Мать готовится отметить тридцатилетие. Она совсем молода, но для семилетнего цифра «тридцать» чудовищно велика, мать представляется мне пожилой женщиной.
Кем представляются пожилые женщины? Пожалуй, призраками. По крайней мере, обе бабушки – словно не настоящие существа. Словно банши. Появляются на время, целуют, тискают, суют конфеты и (несмотря на протесты родителей) мороженое, снова исчезают в какой-то параллельной реальности, из которой выбираются лишь для того, чтобы потревожить моё спокойствие и вместить в меня раздумья и сомнения о природе человеческих взаимоотношений.
К тридцати годам моя мать имеет двоих детей, причём не я старший. Сестре, её зовут Наташа, уже одиннадцать. Меня зовут Вовой. Наташа и Вова – простые, стандартные имена, тогда всех детей называли просто. Это сейчас, в период суррогатной иллюзии суррогатной свободы пошли Анжелики, Ульяны и даже Фролушки – пожалуй, российские граждане именно в возможности давать своим детям эти несуразные имена видят одно из проявлений этой самой несуществующей свободы. Ну и хрен с ними! К именам я претензий не имею, это всего лишь набор букв для опознавания особей, если бы люди использовали цифры, было бы то же самое. Имена – пусть, я не вижу для них возможности опровержений.

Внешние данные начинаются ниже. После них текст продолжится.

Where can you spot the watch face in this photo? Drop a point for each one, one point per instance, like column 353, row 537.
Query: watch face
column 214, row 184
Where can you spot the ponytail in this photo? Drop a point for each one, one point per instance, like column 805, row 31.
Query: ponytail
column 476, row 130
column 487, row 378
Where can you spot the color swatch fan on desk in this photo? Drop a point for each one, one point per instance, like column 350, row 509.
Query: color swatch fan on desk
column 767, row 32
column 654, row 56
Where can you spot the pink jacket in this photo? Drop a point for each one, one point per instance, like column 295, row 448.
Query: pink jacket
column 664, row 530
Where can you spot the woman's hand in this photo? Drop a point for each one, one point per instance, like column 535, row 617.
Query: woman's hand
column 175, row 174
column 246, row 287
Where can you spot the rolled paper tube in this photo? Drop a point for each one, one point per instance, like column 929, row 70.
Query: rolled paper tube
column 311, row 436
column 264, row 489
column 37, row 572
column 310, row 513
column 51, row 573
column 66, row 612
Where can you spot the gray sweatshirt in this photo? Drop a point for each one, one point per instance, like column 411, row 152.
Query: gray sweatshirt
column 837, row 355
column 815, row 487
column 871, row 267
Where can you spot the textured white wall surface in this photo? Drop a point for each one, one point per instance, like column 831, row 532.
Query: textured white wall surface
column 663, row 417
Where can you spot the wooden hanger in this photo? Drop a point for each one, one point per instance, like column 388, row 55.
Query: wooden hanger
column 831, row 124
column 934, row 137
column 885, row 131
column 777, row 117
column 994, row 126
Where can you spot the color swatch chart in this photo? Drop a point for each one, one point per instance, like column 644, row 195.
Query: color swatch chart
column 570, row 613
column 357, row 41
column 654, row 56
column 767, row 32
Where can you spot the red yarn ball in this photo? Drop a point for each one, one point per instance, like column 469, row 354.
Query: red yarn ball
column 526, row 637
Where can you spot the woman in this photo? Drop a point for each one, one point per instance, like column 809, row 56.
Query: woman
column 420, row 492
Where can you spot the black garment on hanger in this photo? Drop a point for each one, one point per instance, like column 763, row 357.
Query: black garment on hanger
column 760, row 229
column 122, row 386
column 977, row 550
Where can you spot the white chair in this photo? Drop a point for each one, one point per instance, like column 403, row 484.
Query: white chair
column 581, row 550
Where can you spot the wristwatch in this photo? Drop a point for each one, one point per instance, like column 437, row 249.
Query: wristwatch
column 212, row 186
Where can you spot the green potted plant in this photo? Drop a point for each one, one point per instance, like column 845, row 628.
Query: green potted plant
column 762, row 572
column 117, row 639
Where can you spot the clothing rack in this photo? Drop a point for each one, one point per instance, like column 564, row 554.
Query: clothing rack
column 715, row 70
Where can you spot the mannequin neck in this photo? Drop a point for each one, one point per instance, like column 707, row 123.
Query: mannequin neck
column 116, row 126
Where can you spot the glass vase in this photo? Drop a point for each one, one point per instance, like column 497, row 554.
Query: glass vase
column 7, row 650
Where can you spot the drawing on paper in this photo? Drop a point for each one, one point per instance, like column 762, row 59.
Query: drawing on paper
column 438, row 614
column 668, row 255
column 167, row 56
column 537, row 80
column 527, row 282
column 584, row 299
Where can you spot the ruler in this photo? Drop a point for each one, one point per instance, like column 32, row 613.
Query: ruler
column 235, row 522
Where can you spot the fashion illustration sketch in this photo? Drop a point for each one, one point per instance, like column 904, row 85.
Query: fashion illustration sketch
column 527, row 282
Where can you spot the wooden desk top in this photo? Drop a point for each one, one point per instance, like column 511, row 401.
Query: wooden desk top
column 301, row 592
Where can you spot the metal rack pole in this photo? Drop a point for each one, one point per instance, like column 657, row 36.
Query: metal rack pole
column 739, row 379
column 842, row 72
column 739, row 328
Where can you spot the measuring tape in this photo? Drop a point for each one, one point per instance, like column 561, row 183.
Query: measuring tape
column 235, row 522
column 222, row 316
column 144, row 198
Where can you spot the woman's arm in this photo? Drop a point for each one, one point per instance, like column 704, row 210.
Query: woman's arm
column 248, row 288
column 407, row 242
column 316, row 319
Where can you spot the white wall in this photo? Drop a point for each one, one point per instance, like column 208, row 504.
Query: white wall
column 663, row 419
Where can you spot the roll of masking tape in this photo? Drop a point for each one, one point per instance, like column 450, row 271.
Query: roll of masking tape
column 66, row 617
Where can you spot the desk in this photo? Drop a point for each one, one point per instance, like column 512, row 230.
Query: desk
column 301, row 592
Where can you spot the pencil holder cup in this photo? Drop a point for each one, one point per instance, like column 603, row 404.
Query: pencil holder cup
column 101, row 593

Отец постарше. Да, определённо постарше. По крайней мере, в моей голове навсегда засела установка, что он старше матери. Вроде бы на два года. Впрочем, не суть важно. Что изменится во мне или в вас, если отец будет старше матери на пять или десять лет? Ничего, но приписывать ему года я не буду. Пусть будет молодым и счастливым тридцатидвухлетним отцом двоих уже давно не грудных детей.
Отец носит очки, усы и густую шевелюру с закрывающими уши прядями волос. Это модно. Это по-битловски, это даже почти по-хардроковски. Прогрессивные молодые люди того времени обязаны если уж не любить, то хотя бы уважать хард-рок.
Что носит мать? Ну уж явно не усы. А вот очки на её улыбающемся личике тоже присутствуют. Мои родители – интеллигенты. Я даже больше скажу – они учителя. Они те самые люди, кто на практике выполняют советский социальный заказ – видит бог, дьявол и Коммунистическая партия Советского Союза, они выполняют его на отлично. За те семь или восемь лет, прошедшие с момента окончания педагогического института и доблестной, энергичной работы на ниве школьной педагогики, они выпустили в жизнь уже не один десяток (а, пожалуй, и не одну сотню) крепко подкованных и твёрдо нацеленных на служение обществу очкастых и патлатых юношей и девушек. Сейчас, спустя годы, вы можете лицезреть их выпускников на рынках и всевозможных торговых развалах городов России и ближнего зарубежья. Выпускники торгуют китайским трикотажем и польской косметикой. Выпускники согреваются в морозы глотком-другим водки, жалуются на боли в пояснице и постоянный рост цен за электричество. Выпускники продолжают надеяться на что-то лучшее.
Мои родители не виноваты. Они не знали, что когда-то к нам заявится чуждый их убеждениям и физиологии общественно-политический строй. Они никак не могли предвидеть подобного развития событий. Впрочем, повинуясь стремлению рассматривать явления не однобоко, а с диалектической двурогостью, я могу заявить: а кто вообще решил, что эти выпускники, ставшие рыночными торгашами, неудачники или что-то в этом роде? Кто вообще решил, что советский социальный заказ состоял в создании инженеров и педагогов, а не рыночных торговцев? Ведь силы зла не один день готовили наступление частнособственнических армад на бедный Советский Союз. Они знали, что им понадобятся рыночные торгаши, а кто на эту роль подходит лучше, чем педагоги и инженеры? Так что советский социальный заказ понимался в те времена неправильно, истинная его сущность скрывалась от народа, просто об этом кроме зловещего капиталистического войска тьмы, уже почуявшего в советском строе слабину, ещё никто не знал.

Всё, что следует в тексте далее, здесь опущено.